My Worst Insecurities
My worst insecurity? That's a hard one. Probably close to just about everything about me. I've always struggled with negative opinions of my physical appearance, but recently, I have also been worrying more about how others view my personality. For the purpose of not wasting everyone who is reading this' time, I will only talk about my most recent fears about how I act.
Being nice used to be the only reason that someone would ever want to be around me. I always try to be as nice as I can, because I know how much it sucks when someone random comes up to you and is a total jerk. People have even told me to be more mean before. That being said, this next part has been very confusing for me. A month or two ago, two girls in my grade have been going around behind my back and calling me mean. That is honestly one of the worst things that someone can say about me, because I know I'm not pretty, I know I'm not rich, and I know I'm not smart, but I try as hard as I can to be a good person and a good friend, and with one word someone can take all of that away.
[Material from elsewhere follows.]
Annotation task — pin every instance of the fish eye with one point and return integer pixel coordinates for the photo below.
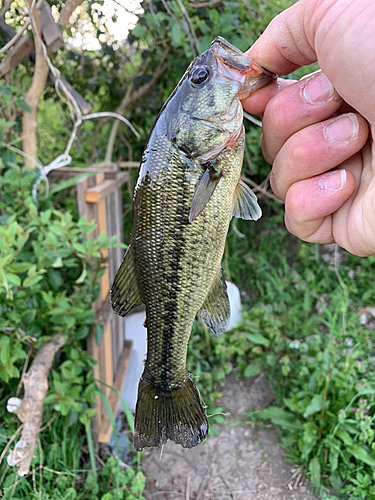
(199, 75)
The funny thing is that both of the two main people who have been saying those things have no reason to. The first one doesn't even know me. Sure, she might know my name from a friend, but we have never had a single conversation. Not one. The other one has had problems with me for a couple of years. Last year, we were friends, but that ended the moment that she decided that it would be fun to cyberbully me. I never did anything besides tell the counselor, not even while in the friendship, so she wouldn't have any reason to call me mean. If anyone was a bad person, it would be her. That just about sums up what my biggest insecurity is at the moment, but just keep in mind that if I had the time, I could have written a novel about my remaining insecurities.